We have $LHS = \sum n_i h_i \in H$, $n_i \in \mathbb{Z}$, $h_i$ are elements of form $(*)$. Hence $\sum n_i h'_i \in H$ where $h'_i$ are elements of form $(**)$. Then why can we deduce $\sum n_i h'_i = RHS$ ? Here $LHS$ and $RHS$ denote left and right side of implication.

Answer 1

I will do this for two summands, it's the same for more, but it can get cumbersome to write out.

So, we want to show that the definition:

$s\cdot(s_1\otimes n_1 + s_2\otimes n_2) = (ss_1)\otimes n_1 + (ss_2)\otimes n_2$ is well-defined, that is, if:

$[(s_1,n_1)+(s_2,n_2)] + H = [(s_1',n_1') + (s_2',n_2')] + H$, then:

$[(ss_1,n_1) + (ss_2,n_2)] + H = [(ss_1',n_1') + (ss_2',n_2')] + H$, as well.

By assumption, we are given that:

$(s_1,n_1) + (s_2,n_2) - (s_1',n_1') - (s_2',n_2') \in H$.

Now, let's look a bit closer at what happens to generators of $H$, when you stick an arbitrary $s \in S$ in the "first coordinate":

If we take:

$(s_1+s_2,n_1) - (s_1,n_1) - (s_2,n_2) \in H$, we have:

$(s(s_1+s_2),n_1) - (ss_1,n_1) - (ss_2,n_1) = (ss_1 + ss_2,n_1) - (ss_1,n_1) - (ss_2,n_1)$

which is also a generator of $H$ (with $ss_1$ and $ss_2$ taking the place of $s_1$ and $s_2$, respectively).

Similarly, with $(s_1,n_1+n_2) - (s_1,n_1) - (s_1,n_2)$, if we replace $s_1$ with $ss_1$, we get the generator (which is, of course, also in $H$):

$(ss_1,n_1+n_2) - (ss_1,n_1) - (ss_1,n_2)$.

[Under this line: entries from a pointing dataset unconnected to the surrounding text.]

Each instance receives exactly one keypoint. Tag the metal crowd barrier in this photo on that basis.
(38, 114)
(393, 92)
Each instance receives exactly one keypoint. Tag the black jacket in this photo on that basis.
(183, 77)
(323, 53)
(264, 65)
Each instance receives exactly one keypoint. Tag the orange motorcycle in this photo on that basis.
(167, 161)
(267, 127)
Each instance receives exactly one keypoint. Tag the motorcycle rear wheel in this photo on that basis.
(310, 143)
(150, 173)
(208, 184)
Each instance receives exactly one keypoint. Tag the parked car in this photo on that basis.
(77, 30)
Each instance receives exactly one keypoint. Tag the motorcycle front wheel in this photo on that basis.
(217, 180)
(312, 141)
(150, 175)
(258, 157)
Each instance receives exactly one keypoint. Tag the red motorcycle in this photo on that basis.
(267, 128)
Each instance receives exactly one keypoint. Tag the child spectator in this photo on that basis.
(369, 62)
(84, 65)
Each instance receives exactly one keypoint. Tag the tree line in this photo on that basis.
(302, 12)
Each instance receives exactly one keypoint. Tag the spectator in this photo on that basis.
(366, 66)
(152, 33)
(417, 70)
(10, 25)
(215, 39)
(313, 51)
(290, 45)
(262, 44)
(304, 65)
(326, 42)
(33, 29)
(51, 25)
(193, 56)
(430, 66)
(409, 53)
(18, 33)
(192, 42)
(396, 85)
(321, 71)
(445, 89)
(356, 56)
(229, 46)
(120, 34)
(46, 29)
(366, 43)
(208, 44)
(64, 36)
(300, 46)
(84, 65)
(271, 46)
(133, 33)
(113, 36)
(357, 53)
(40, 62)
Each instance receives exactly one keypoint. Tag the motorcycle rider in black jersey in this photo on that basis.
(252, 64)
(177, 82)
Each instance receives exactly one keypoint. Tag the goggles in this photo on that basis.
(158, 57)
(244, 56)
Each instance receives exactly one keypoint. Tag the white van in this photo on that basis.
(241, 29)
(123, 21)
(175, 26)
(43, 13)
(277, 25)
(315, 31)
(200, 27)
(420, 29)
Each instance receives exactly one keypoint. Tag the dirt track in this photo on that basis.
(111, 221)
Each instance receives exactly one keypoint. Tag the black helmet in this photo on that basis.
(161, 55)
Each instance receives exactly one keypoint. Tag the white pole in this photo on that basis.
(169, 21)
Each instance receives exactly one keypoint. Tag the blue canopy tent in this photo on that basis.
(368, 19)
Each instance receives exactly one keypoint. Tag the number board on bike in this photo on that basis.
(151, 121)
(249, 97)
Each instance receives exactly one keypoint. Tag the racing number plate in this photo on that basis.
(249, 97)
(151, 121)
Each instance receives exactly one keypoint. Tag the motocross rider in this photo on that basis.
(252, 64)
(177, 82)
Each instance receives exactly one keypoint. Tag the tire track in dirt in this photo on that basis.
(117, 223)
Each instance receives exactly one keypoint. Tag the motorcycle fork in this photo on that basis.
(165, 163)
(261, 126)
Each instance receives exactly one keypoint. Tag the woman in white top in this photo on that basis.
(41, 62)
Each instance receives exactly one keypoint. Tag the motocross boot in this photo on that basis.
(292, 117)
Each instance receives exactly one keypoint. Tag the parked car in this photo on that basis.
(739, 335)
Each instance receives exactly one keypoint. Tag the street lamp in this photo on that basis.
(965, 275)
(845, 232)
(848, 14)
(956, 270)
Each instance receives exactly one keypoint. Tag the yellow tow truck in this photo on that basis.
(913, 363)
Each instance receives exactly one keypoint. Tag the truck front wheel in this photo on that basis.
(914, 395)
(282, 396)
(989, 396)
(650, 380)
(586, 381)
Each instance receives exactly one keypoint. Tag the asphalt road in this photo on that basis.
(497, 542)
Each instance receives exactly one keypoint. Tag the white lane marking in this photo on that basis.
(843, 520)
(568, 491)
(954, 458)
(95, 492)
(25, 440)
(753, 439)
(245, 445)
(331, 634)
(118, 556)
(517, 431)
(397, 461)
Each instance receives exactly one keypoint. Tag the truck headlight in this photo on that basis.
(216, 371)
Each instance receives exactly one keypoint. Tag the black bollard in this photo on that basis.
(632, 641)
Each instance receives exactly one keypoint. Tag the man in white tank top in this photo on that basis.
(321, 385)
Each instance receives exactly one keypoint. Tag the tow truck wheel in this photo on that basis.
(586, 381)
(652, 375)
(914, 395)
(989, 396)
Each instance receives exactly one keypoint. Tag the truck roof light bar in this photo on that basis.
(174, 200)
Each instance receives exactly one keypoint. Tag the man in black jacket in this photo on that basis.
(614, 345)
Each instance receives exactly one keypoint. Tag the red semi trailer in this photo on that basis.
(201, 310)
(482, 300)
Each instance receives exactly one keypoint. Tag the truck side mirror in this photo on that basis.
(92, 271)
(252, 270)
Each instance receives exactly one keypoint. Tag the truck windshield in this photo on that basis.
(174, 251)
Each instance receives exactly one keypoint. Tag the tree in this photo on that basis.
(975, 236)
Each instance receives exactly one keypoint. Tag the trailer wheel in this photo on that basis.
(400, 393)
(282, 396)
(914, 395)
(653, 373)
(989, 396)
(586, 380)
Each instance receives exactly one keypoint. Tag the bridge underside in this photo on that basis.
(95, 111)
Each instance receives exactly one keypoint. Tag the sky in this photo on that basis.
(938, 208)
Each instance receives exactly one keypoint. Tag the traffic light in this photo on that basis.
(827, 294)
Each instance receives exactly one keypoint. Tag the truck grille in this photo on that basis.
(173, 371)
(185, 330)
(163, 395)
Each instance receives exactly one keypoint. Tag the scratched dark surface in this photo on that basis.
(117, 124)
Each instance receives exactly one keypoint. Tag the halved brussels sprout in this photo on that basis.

Finally, it is easy to see that for any $r \in R$:

$(s(s_1r),n_1) - (ss_1,rn_1) = ((ss_1)r,n_1) - (ss_1,rn_1)$, which is a generator of $H$ of the third type in your $(\ast)$.

Therefore, if a sum:

$\sum\limits_j (s_j,n_j) \in H$ (being some finite sum of generators), it follows that:

$\sum\limits_j (ss_j,n_j) \in H$ (for any $s \in S$), as well (being the same finite sum of generators with an $s$ left-multiplied to the first entry of each, which as we have seen above is also a sum of generators, so in $H$ by closure).

But this means, that:

$(s_1,n_1) + (s_2,n_2) - (s_1',n_1') - (s_2',n_2') \in H$ then implies:

$(ss_1,n_1) + (ss_2,n_2) - (ss_1',n_1') - (ss_2',n_2') \in H$ also, so that the two cosets:

$[(ss_1,n_1) + (ss_2,n_2)] + H$ and $[(ss_1',n_1') + (ss_2',n_2')] + H$ are equal and the (left) $S$-action is well-defined on $S\otimes_R N \stackrel{\text{def}}{=} (S \times N)^{ab}/H$.